Understand the Hystrix Collapser

1,092 views
Skip to first unread message

JD Rosensweig

unread,
Aug 27, 2015, 3:36:49 PM8/27/15
to HystrixOSS
Hey Hystrix Group,

   I've been trying to work my way through the Hystrix Collapser model and really understand how to successfully implement collapsing in my program.  I've been able to build a little example program to illustrate the concept to myself and it seems to be working except when I enabled the HystrixRequestContext.  If I disable the context, the sample code runs flawlessly and collapses the commands as it should.  If I enable it I end up hitting the log size limit and I get many errors in my log.

   From reading the wiki, I understand that we have to manage the lifecycle of this object.  Specifically this portion https://github.com/Netflix/Hystrix/wiki/How-To-Use#RequestContextSetup.  This seems to indicate that the scoped request context should only exist through the request life time.  What I don't understand about this is how exactly do I know when to invoke these commands?  My example code is located here:


   To run the above simply follow these steps:
  1. tar jxf collapser-test.tar.bz2
  2. cd collapser-test
  3. mvn install
  4. mvn exec:java -Dexec.mainClass=com.xyleolabs.test.collapser.ExampleCollapserMain
   In my example my commands each represent a number and the batch job simply adds them all up.  In my real code I create a unified payload for my external service.  Would I just wrap that "adding" code with the RequestContext setup and teardown?

   Would appreciate any insight.

Thanks,

JD


Matt Jacobs

unread,
Aug 28, 2015, 8:04:10 PM8/28/15
to HystrixOSS
JD -

In a case like a Tomcat app, the HystrixRequestContext object should get initialized on an incoming HTTP request, and cleaned up when the HTTP response is outgoing.  See this for code you can use directly (or fit to your specific container): https://github.com/Netflix/Hystrix/tree/master/hystrix-contrib/hystrix-request-servlet.

Using default config, a Hystrix collapser will collapse requests that occur with the same request-context only.  To make this concrete, a use-case we have at Netflix is: for a given API request, we need to grab 100 movie IDs that make up your homepage, and then for each, get the user rating.  Rather than explicitly handle the batching in application-layer code, we can just make 100 calls to the collapser that gets a rating for a specific (movie, user ID) pair.  Then the collapser compresses these into batches to be sent to our downstream ratings microservice.

Does that help clear things up?

JD Rosensweig

unread,
Aug 31, 2015, 2:00:34 AM8/31/15
to HystrixOSS
Hi Matt,

    Thanks for the response.  I'm still a little bit unclear on how to handle the lifetime of the context.  The messages are all collapsed transparently by Hystrix.  From my point of view I'm just running Hystrix commands and they get batched together.  All of my network interactions are occurring within the Hystrix batch command.  How can I know when the HTTP command has finished?  There are call backs for each individual command, but I would need a callback on batch completion.  Additionally while my batch job is running I would want another batch stop building up messages for the next run.  Would I simultaneously need a new RequestContext for that one?

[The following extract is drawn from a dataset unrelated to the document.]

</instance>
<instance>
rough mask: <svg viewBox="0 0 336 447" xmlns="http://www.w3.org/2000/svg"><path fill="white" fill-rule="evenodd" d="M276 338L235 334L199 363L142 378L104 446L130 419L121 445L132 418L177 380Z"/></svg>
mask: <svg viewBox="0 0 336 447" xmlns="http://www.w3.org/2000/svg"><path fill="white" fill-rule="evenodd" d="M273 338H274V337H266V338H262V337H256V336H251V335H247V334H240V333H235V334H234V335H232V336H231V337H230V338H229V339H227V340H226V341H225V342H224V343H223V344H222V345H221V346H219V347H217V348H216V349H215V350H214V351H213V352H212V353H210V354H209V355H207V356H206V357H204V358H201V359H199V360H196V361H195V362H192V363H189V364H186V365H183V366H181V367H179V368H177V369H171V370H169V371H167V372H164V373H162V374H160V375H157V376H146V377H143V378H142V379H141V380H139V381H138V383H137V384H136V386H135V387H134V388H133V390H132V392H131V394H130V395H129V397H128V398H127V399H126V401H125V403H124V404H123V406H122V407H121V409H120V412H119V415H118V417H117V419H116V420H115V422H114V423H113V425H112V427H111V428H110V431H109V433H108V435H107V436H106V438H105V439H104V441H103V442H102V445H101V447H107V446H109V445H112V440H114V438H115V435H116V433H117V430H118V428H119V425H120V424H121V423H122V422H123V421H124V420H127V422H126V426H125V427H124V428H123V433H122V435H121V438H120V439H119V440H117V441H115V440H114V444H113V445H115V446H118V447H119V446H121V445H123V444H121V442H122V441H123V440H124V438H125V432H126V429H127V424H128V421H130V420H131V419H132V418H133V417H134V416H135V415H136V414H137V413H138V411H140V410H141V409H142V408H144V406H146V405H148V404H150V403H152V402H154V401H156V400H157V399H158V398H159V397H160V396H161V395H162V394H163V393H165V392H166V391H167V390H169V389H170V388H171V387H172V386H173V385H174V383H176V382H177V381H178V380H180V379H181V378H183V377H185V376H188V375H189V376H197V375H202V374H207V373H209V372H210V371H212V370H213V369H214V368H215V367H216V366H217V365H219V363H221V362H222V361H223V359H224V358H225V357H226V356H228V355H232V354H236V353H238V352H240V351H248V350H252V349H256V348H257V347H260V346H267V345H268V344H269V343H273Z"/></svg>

    In my use case I have a continuous stream of events coming in that need to be processed and I'm collapsing them to reduce network requests.  I just don't get how to properly tie that into the RequestLog lifecycle.  I've seen the examples you mentioned, but I can't seem to connect them to my use case.  In the bookmarks case it seems like it gets a user request and wants to batch the fetching of the bookmark metadata.  So this all fits neatly into the lifecycle you describe.  But I have a continuous stream of requests that I'm trying to collapse over a time range.

    I'm sure I'm just missing something simple here.  My example code illustrates what I'm trying to do a little bit better than I can explain.

Thanks,

JD

Matt Jacobs

unread,
Sep 1, 2015, 1:26:05 PM9/1/15
to HystrixOSS
OK, so it sounds lie your case is different from the one I described. For your case, it sounds like you don't need a HystrixRequestContext object as all, as you have no requests.  Given that a HystrixRequestLog is request-scoped, you shouldn't be using that either.

What should be happening in lieu of HystrixRequestContexts is:

A) You should define your collapser to have HystrixCollapser.Scope == GLOBAL (The default is REQUEST)
B) As collapsers are invoked in your stream-processing code, they don't trigger a network call, but get placed in a batch (Hystrix handles this)
C) Hystrix sets up a background thread to turn these batches into HystrixCommands, which then make your network call with a batch of arguments.
D) When that HystrixCommand returns, your supplied demultiplexing code (mapResponseToRequests) will return a single value to each collapser invoked in B)

Hope that helps!

JD Rosensweig

unread,
Sep 2, 2015, 6:46:19 PM9/2/15
to HystrixOSS
Hi Matt,

   I tried your steps and I still see:

61756 WARN  [HystrixTimer-7][HystrixRequestLog] RequestLog ignoring command after reaching limit of 1000. See https://github.com/Netflix/Hystrix/issues/53 for more information.

   When I try to run my example with the request log enabled.

   My collapser implementation works great with the RequestLog disabled.  I understand how the model works.  I just don't understand how the request context fits into my use case.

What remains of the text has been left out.